Recours excessif aux ordonnances : une porte ouverte aux abus donnés par cette liberté ? (Tribune libre)

AU TITRE DES PROJETS DE TEXTES LÉGISLATIFS ET RÈGLEMENTAIRE, le conseil des ministres a délibéré sur le projet de loi autorisant le président de la transition, Président de la République, chef de l’Etat à légiférer par ordonnance pendant l’intersession Parlementaire.

Cela habilite donc le Président de la République à prendre par ordonnance des mesures relevant du domaine du Parlement.

Fort de ce constat, on est tenté de se poser la question de savoir si le Président de la transition, Président de la République, chef de l’Etat doit – il prendre par ordonnance des mesures relevant du parlement dans tous les domaines de la loi ?

 Les ordonnances et les lois d’habilitation doivent faire l’objet de contrôle juridictionnel.

La demande d’habilitation doit être justifiée. La loi d’habilitation doit limiter le délai d’habilitation et les compétences du Président de la République.

Une ordonnance est un acte pris par le Président de la République, dans un domaine qui relève normalement du parlement.

Le Président de la République doit-il prendre par ordonnance des mesures relevant dans tous les domaines de la loi ?

Conformément à l’article  52 de la loi n: 03/91 du 26 Mars 1991 portant Constitution de la République Gabonais, ce dernier peut en effet prendre par ordonnance des mesures relevant normalement du domaine de la loi afin de faire face aux besoins d’ordre économique, budgétaire, sécuritaire et sanitaire.

Les ordonnances et les lois d’habilitation doivent faire l’objet de contrôle juridictionnel. Tout acte juridique, en principe , peut faire l’objet de contrôle juridictionnel dans les conditions prévues par la loi.

Les ordonnances ayant un caractère réglementaire, c’est-à dire n’ayant pas encore été ratifiées par le parlement sont contrôlées par le Juge Administratif. C’est ainsi que toute personne ayant un intérêt à agir peut saisir le juge administratif.

Les ordonnances ayant un caractère législatif, c’est-à dire ayant fait l’objet de ratification par le parlement et les lois d’habilitation sont contrôlées par le juge constitutionnel. Il vérifie leur conformité à la Constitution soit par voie d’action (Président ou parlementaire) soit par voie d’exception (tout citoyen à l’occasion d’un litige).

La demande d’habilitation doit non seulement être justifiée mais doit également limiter le délai d’habilitation et les compétences du Président de la République.

Cependant, la loi d’habilitation doit fixer les limites de temps et de compétence. Les limites de temps concernent : le délai pendant lequel le Président est autorisé à prendre, par ordonnance, des mesures qui relèvent normalement du domaine de la loi.

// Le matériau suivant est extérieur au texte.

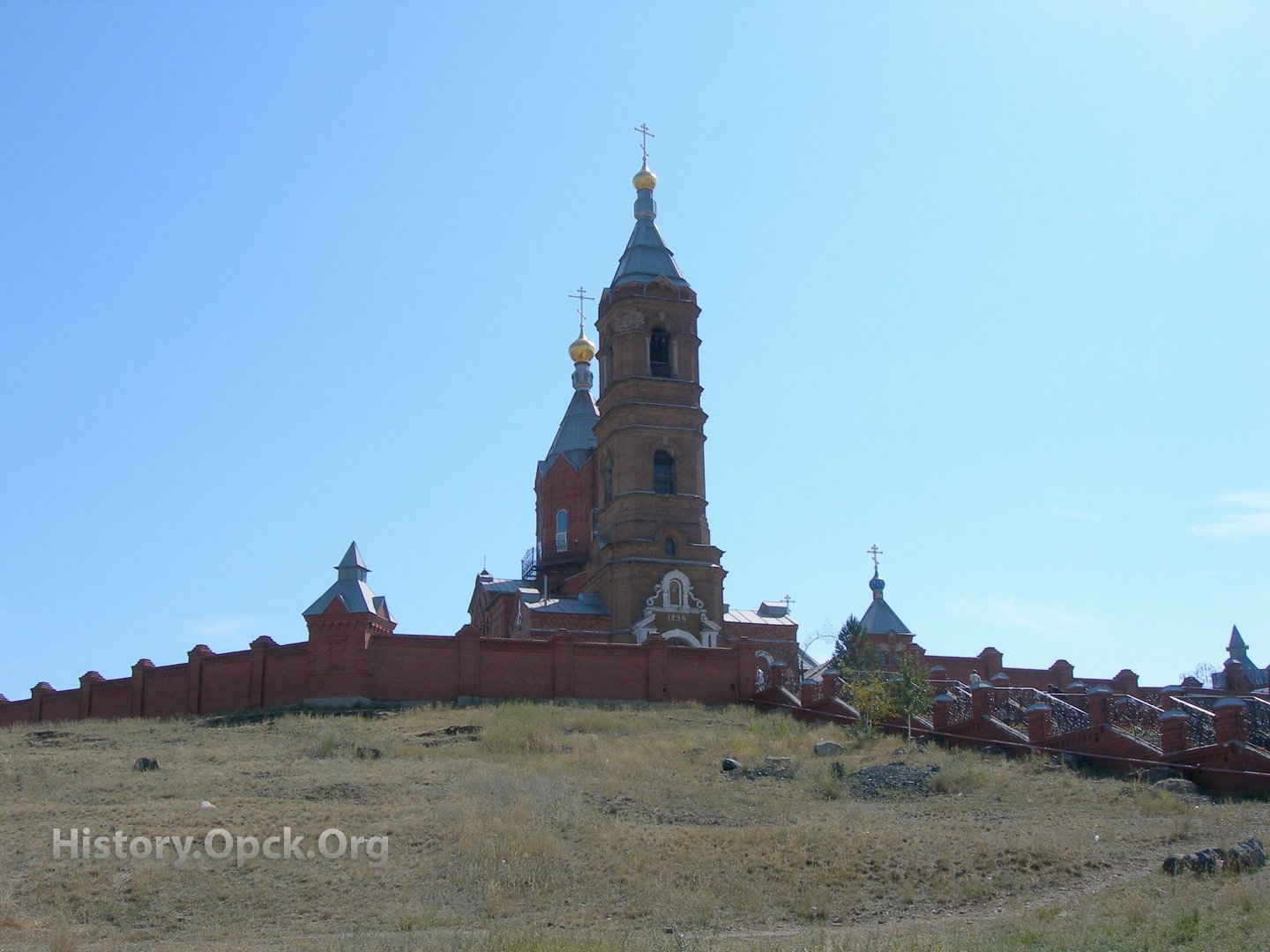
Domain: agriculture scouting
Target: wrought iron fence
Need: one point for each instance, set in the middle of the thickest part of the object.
(1200, 730)
(1256, 709)
(1137, 718)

Aussi le délai au cours duquel, les ordonnances ayant été publiées, le Gouvernement doit déposer devant le Parlement un projet de loi de ratification afin d’éviter que celles-ci ne deviennent caduques.

Les limites de compétence doivent se faire comme suit : la loi d’habilitation doit définir les compétences dévolues au Président de la République. Cette définition implique que ce dernier n’exerce lesdites compétences que dans les limites de l’habilitation.

Le domaine de la Loi comporte plusieurs matières, la loi d’habilitation doit préciser les matières sur lesquelles le Président a compétence de légiférer.

Mais en République Gabonaise, la LOI D’HABILITATION AU LIEU DE DÉFINIR LES COMPÉTENCES du PRÉSIDENT, se borne à dégager uniquement l’objet de l’habilitation. En France par contre, la loi organique, la loi de Finances y compris la loi de financement de sécurité sociale sont exclues du domaine d’habilitation.

A cet effet, cette loi est une porte ouverte au Président de la République. Il n’y a aucune raison légitime de bouleverser la séparation des pouvoirs, qui est le fondement de notre démocratie en octroyant la possibilité au Président de la République de légiférer sur tous ces domaines. Le recours aux ordonnances ne méconnait pas cette assertion car étant bien encadré par la Constitution.

La Cour constitutionnelle française l’a rappelé dans la décision du 22 juillet 2005 en affirmant que le domaine dans lequel l’ordonnance pourra intervenir doit être défini « avec une précision suffisante pour satisfaire aux exigences » de l’Etat de droit.

Toutefois, si la Constitution fait obligation au Gouvernement d’indiquer avec précision au Parlement la finalité des mesures qu’il se propose de prendre par voie d’ordonnances ainsi que leur domaine d’intervention, « il n’impose pas au Gouvernement de faire connaître au Parlement la teneur des ordonnances qu’il prendra en vertu de cette habilitation.